The training process follows a sequential distillation paradigm to smoothly decouple few-step denoising from the causal generation paradigm. Stage I employs Bidirectional Distribution Matching Distillation (DMD) to adapt the model for few-step denoising while preserving the global receptive field. Stage II utilizes causal ODE regression to adapt the network weights to the asymmetric block-causal mask, correcting the conditional distribution shift. Finally, Stage III implements joint Self-Forcing training by autoregressively unrolling the generation process to mitigate exposure bias and ensure cross-modal synchrony.
To address the extreme frequency asymmetry between video (3 FPS) and audio (25 FPS) latents, the method employs an Asymmetric Block-Causal Masking design. This approach bridges the information density gap by establishing a physical-time-based Macro-block Alignment. As shown in the figure below, the timeline is partitioned into 1-second macro-blocks, where each block encapsulates a fixed number of video and audio latents without fractional remainders.

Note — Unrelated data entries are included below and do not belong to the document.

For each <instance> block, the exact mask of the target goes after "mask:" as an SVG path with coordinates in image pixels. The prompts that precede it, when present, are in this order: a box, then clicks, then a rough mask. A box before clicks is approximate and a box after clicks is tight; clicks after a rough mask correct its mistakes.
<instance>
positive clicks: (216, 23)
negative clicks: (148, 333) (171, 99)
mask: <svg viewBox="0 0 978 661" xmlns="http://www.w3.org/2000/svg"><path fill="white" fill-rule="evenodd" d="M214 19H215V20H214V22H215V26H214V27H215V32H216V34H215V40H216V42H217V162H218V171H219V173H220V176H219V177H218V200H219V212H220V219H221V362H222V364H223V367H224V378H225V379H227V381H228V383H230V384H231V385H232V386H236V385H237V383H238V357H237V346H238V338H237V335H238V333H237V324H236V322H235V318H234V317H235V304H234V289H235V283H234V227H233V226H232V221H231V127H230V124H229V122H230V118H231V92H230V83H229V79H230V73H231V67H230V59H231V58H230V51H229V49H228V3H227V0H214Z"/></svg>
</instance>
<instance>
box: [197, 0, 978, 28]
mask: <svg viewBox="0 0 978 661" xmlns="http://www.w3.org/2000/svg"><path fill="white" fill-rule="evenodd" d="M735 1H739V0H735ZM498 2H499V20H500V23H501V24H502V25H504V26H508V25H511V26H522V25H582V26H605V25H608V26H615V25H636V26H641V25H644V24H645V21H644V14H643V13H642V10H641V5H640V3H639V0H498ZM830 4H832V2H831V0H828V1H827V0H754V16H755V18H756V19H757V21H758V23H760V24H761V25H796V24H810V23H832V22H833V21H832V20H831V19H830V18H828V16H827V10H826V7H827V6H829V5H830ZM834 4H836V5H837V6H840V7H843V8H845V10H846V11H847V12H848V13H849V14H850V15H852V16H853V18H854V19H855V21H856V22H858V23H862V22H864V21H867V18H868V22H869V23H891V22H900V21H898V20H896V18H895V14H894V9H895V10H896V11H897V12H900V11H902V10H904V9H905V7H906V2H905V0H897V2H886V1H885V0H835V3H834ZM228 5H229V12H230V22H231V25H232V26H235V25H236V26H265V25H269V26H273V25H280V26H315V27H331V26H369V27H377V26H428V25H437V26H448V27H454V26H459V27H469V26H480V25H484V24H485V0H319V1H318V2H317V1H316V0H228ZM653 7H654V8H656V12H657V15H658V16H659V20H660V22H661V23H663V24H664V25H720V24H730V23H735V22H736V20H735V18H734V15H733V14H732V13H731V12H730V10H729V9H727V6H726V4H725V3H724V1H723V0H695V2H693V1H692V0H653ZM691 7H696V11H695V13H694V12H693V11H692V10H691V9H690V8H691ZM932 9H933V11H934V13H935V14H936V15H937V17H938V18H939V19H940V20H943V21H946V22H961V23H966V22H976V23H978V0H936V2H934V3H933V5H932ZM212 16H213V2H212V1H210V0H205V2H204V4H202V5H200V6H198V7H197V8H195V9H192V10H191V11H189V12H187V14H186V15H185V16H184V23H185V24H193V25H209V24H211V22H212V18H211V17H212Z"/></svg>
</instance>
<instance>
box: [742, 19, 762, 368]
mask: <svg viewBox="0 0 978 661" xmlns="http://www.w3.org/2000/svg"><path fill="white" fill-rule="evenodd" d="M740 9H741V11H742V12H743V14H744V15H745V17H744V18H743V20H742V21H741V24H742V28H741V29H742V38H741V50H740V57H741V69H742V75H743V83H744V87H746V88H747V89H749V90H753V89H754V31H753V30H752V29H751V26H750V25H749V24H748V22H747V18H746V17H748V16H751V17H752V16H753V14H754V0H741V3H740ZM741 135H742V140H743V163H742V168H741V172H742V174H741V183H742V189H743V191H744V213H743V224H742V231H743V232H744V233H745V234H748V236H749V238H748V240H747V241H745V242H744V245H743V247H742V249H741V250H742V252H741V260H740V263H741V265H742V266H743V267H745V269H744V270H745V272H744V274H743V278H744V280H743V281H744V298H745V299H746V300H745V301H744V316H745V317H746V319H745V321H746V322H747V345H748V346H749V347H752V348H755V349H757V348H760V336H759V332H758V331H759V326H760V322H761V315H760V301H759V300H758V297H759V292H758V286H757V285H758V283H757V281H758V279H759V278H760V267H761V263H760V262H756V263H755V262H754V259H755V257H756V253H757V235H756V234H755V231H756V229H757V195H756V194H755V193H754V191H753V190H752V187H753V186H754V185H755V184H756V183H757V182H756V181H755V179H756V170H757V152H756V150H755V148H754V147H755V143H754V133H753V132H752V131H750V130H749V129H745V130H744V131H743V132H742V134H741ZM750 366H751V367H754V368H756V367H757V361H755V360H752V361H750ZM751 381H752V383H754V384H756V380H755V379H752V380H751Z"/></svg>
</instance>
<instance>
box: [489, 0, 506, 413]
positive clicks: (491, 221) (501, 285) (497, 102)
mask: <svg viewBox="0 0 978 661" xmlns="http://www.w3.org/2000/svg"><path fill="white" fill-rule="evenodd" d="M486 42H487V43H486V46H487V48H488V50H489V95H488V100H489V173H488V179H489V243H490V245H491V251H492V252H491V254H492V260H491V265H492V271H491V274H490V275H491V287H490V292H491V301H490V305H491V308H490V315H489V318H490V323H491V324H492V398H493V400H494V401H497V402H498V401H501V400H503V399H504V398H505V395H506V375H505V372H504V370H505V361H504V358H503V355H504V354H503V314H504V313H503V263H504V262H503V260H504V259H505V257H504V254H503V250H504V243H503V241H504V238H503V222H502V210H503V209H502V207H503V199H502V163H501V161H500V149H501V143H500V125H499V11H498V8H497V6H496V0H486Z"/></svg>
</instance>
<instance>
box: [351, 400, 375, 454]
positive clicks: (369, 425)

The initial components are merged into a Global Prefix block (B0) which functions as a system prompt, remaining globally visible to all future tokens. To prevent gradient explosions and Softmax collapse caused by the sparse history in early audio blocks, the authors introduce learnable Sink Tokens prepended to the audio sequence. These tokens are anchored within the global prefix and utilize an Identity RoPE constraint to remain position-agnostic. During inference, the architecture supports asymmetric compute allocation and parallel inference through modality-independent rolling KV caches, enabling real-time synchronized generation.
Experiment
- OmniForcing is evaluated against bidirectional and cascaded autoregressive baselines to validate its ability to achieve high-fidelity streaming audio-visual generation with real-time efficiency.
- The method demonstrates a significant speedup over offline teacher models, enabling true streaming playback with low latency while maintaining visual and audio quality comparable to the strongest joint models.
- Qualitative analysis confirms the model successfully generates layered sounds, synchronized speech, and complex audio blends that align precisely with visual events.
- Ablation studies validate that Audio Sink Tokens combined with Identity RoPE are essential for stabilizing training under causal constraints, whereas alternative stabilization methods lead to convergence failures or degraded output quality.
- Overall, the experiments confirm that OmniForcing achieves a massive reduction in inference time while preserving the perceptual fidelity and cross-modal coherence of the original bidirectional teacher.